L’économie innovante est une réalité autonome, avec ses marchés, ses stratégies et ses formats d’innovation spécifiques.
Fondée sur l’accélération des transformations techniques, économiques et sociales, elle conjugue innovation technique et innovation sociale, création et rupture stratégique, vision de long terme et expérimentation rapide. Elle est en étroite proximité avec la demande finale et sait intégrer rapidement des innovations de registres variés.
Cette économie innovante est porteuse de bouleversements sociaux, de services entièrement neufs et surtout d’hypercoissance. Elle ne s’oppose pas aux industries matures, mais elle représente à l’évidence la ligne de front de la croissance industrielle : le lieu des investissements maximaux et du potentiel d’hypercroissance.
Aucun pays développé n’est capable aujourd’hui de soutenir une croissance durable sans posséder un véritable tissu industriel sur ces secteurs.

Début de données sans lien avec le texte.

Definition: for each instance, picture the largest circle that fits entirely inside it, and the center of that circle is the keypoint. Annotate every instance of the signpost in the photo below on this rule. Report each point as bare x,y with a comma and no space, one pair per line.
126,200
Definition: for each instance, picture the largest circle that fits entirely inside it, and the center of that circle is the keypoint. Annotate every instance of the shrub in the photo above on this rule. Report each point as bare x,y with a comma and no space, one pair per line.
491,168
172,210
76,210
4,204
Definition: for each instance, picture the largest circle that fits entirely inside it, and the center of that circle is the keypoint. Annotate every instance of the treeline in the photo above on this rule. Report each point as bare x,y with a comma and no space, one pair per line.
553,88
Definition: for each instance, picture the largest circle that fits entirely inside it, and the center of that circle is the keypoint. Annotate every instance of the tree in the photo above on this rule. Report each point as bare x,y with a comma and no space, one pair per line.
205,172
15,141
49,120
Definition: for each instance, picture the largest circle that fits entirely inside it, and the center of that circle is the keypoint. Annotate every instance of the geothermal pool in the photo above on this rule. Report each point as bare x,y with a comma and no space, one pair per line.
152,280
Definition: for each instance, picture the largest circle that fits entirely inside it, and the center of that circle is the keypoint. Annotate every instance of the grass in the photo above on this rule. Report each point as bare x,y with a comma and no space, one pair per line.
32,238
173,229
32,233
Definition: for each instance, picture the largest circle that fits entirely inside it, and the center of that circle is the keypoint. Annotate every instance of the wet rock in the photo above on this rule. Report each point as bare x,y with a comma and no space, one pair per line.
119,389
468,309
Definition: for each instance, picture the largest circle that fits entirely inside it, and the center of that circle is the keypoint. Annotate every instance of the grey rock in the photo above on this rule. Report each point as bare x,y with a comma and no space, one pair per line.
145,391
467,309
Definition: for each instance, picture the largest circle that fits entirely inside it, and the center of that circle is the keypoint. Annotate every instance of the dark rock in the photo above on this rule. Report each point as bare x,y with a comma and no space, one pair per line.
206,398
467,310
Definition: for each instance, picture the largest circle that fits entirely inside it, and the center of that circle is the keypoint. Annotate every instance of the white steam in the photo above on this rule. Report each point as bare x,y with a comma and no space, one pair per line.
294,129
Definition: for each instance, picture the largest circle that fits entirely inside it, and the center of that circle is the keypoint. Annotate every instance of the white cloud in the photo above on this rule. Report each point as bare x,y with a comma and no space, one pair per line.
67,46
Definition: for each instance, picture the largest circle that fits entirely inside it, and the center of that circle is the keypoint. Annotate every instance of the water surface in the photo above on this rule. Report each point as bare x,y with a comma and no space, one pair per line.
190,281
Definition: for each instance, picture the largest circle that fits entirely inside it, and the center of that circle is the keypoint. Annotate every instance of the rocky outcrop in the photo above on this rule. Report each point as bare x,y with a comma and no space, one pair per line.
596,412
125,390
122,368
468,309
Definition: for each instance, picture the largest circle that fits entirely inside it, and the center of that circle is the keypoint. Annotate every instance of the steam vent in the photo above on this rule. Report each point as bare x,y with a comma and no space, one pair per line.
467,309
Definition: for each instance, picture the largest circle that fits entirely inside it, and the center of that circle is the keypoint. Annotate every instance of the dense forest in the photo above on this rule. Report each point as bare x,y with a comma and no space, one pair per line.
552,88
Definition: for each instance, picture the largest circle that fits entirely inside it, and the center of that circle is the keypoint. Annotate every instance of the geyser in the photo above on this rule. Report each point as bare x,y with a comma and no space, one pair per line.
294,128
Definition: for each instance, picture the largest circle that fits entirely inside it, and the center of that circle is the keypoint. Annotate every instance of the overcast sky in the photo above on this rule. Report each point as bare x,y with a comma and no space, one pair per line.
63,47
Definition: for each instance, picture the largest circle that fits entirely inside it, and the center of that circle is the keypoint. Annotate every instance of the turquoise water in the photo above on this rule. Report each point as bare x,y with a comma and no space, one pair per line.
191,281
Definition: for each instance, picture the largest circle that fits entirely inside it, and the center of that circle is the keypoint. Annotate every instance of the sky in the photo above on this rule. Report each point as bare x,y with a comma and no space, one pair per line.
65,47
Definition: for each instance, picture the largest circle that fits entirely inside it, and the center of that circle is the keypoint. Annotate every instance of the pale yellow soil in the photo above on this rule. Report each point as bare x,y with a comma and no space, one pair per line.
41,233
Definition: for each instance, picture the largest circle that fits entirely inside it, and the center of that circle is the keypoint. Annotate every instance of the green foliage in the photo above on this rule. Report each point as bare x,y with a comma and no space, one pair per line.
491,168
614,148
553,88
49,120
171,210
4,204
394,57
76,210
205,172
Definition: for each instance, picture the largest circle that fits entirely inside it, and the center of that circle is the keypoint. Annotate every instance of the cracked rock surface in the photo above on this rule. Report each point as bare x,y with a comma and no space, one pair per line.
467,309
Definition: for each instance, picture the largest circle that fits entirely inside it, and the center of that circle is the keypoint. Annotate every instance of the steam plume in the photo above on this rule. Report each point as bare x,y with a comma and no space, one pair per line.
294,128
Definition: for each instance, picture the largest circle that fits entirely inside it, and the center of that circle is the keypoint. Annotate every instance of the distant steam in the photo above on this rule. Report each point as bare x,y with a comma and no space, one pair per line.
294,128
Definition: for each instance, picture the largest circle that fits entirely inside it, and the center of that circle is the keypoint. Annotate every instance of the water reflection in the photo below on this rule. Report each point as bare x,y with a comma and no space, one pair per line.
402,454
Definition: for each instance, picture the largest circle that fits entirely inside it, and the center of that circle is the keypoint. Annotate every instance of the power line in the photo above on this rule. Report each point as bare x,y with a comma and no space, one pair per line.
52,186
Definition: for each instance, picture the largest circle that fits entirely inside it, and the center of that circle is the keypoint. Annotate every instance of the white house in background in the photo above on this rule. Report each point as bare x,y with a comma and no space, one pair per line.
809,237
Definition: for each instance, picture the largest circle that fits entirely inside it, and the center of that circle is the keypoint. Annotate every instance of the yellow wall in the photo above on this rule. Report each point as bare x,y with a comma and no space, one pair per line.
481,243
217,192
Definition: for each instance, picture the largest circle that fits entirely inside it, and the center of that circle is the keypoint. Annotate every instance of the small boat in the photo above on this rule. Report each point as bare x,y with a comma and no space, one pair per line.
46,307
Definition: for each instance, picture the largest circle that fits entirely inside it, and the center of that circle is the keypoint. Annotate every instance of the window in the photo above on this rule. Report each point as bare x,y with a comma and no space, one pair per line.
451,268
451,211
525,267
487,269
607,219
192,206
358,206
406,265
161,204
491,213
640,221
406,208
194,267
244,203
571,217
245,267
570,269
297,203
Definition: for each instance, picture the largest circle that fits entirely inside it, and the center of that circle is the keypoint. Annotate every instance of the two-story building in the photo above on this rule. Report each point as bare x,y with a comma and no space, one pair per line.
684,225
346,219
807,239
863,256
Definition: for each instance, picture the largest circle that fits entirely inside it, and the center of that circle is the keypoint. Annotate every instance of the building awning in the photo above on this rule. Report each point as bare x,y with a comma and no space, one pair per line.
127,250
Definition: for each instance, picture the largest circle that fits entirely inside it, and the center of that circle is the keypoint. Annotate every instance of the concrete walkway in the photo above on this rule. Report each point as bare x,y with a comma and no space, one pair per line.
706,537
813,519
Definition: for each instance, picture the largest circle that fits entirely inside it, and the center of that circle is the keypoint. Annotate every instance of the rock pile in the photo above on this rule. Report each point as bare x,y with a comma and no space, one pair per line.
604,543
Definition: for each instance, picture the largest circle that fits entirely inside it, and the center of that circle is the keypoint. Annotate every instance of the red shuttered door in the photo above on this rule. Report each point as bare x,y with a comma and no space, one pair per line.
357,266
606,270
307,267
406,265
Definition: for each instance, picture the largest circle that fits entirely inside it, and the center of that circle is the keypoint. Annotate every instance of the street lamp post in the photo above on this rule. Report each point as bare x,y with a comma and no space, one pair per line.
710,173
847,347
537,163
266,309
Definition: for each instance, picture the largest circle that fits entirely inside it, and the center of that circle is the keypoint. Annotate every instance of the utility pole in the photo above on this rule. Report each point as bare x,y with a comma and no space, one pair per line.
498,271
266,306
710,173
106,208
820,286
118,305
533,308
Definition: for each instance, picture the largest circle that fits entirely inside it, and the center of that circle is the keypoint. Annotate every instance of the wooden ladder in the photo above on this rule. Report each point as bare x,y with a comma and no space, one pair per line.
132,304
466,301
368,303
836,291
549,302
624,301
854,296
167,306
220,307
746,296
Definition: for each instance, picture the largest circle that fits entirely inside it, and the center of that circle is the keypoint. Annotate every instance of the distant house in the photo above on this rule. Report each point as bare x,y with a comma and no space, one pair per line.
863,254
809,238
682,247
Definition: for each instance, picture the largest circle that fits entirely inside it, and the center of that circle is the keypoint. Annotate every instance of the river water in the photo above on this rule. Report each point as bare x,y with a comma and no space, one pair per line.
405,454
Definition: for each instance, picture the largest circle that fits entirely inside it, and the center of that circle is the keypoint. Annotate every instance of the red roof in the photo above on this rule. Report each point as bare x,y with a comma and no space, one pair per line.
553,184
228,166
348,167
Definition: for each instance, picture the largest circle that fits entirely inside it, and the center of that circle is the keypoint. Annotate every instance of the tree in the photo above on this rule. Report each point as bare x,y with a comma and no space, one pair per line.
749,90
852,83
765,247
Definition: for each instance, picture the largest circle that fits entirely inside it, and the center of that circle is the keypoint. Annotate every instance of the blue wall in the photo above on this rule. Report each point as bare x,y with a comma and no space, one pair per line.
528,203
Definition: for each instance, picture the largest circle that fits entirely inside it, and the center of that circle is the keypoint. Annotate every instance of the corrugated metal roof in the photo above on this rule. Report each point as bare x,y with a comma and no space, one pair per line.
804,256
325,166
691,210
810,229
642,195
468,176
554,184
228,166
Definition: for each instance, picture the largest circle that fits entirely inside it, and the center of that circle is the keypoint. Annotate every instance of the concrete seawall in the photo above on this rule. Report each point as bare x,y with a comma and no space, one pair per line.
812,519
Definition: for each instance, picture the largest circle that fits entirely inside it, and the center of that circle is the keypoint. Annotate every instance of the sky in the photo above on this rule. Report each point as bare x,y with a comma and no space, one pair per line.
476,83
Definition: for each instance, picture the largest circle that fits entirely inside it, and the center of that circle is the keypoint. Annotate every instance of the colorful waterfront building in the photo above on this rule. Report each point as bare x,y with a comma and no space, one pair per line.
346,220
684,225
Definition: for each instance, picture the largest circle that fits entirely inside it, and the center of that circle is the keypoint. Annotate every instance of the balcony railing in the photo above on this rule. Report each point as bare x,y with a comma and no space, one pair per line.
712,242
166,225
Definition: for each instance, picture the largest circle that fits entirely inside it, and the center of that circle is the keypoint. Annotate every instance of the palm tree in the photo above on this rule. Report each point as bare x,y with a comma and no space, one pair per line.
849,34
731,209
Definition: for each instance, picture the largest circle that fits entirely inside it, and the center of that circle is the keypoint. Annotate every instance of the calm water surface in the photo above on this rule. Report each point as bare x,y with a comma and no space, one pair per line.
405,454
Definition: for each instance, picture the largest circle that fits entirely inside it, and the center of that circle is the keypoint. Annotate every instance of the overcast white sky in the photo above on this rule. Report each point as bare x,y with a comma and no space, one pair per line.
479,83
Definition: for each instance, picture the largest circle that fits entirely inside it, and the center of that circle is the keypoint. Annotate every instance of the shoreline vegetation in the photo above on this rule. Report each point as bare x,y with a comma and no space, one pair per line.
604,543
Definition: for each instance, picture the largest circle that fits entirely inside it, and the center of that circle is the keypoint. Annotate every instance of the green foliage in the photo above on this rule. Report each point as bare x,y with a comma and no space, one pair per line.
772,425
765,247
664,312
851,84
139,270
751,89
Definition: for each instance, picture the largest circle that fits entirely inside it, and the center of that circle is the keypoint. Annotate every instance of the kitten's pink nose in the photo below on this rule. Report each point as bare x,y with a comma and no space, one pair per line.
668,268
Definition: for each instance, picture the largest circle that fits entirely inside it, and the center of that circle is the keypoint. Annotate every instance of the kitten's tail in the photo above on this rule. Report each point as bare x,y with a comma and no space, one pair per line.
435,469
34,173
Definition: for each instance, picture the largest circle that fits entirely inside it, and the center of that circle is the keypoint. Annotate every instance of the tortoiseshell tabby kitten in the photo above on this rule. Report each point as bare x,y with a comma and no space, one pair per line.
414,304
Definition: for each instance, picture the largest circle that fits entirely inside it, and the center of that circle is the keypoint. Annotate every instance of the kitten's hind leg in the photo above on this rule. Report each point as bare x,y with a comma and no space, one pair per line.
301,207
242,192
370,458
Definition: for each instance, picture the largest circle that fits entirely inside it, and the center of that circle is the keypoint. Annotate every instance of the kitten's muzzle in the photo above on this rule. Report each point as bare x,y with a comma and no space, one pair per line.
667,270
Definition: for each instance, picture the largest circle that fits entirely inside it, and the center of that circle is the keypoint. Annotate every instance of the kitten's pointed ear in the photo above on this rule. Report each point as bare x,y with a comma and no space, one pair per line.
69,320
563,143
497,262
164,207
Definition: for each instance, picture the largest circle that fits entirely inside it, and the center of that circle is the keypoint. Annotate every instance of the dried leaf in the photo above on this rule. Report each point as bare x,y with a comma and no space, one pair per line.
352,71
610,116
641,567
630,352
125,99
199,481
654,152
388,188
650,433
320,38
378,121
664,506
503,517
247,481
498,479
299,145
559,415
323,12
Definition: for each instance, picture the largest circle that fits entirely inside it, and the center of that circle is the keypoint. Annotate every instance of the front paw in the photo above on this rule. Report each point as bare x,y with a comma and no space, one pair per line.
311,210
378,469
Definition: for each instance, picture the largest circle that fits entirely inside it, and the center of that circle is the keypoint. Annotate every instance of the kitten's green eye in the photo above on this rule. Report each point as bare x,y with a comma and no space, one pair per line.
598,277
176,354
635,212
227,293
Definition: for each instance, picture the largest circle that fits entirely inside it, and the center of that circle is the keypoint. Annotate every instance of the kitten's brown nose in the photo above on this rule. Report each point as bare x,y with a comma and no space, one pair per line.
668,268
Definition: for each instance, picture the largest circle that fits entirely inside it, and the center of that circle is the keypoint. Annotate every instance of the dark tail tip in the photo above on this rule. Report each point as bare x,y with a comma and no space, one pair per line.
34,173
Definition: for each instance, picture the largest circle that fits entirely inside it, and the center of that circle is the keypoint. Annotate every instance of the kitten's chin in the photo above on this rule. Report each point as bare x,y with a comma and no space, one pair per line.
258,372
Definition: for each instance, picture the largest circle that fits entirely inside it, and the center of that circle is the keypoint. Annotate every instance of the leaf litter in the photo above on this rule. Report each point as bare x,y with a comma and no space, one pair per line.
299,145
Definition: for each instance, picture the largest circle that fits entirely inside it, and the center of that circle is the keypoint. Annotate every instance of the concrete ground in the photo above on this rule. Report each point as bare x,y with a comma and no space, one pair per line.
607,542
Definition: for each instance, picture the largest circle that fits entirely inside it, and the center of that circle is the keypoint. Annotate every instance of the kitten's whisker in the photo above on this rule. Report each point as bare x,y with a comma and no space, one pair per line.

Cette économie innovante est l’élément essentiel de notre prospérité future. Elle donne lieu à une compétition globale à l’échelle mondiale, y compris pour les entreprises les plus modestes ou pour les startups les plus récentes. Contrairement aux industries matures, elle ne vise pas à optimiser les coûts de production ou les revenus. Elle vise plutôt à participer à la compétition mondiale en proposant sans cesse de nouveaux produits, de nouveaux modèles d’affaires, en créant de nouveaux secteurs industriels.


Paris Saint-Denis : l’un des principaux centres mondiaux de cette économie

Or, la France possède l’un des meilleurs écosystèmes au monde de cette économie de l’innovation, sans doute le second après la Silicon Valley : le cluster Paris Saint-Denis

Paris-Saint-Denis compte plus de 8.000 PME innovantes, une exceptionnelle densité d'étudiants, d'enseignants et de chercheurs du privé et du public, la meilleure université française au classement de Shangaï, de nombreuses et puissantes écoles d’ingénieur et écoles de création (Gobelins), une forte compétence en sciences humaines, la quasi totalité des capitaux-risqueurs français et de la place financière, une très forte densité de professions créatives.

Ce cluster compte, sur la seule industrie de l’image, plus de 100.000 emplois. Plus de 12 % des salariés y travaillent dans les TIC et près de 10 % dans les industries créatives. Il accueille les sièges sociaux de grandes entreprises de service, très internationalisées, intégratrices de technologies et avides d’innovation (Publicis, Lagardère, Carrefour, Casino, Axa, BNPP, etc.). Il a sans aucun doute donné naissance aux meilleures start-up non américaines au monde (Exalead, Netvibes, Dailymotion, Meetic, Viadeo, etc.). Il possède des dizaines de TPE/PME/ETI leaders mondiales sur leurs marchés (animation, robotique, technologies de santé, électronique grand public, etc.). Première ville au monde pour le tourisme, et le tourisme d’affaire, il accueille sur son territoire tous les marchés et tous les professionnels. Sa population est internationale, de haut niveau de vie et avide d’innovation.
Avec Le Web et Futur en Seine, il accueille chaque année deux des plus grandes manifestations mondiales de l’économie innovante.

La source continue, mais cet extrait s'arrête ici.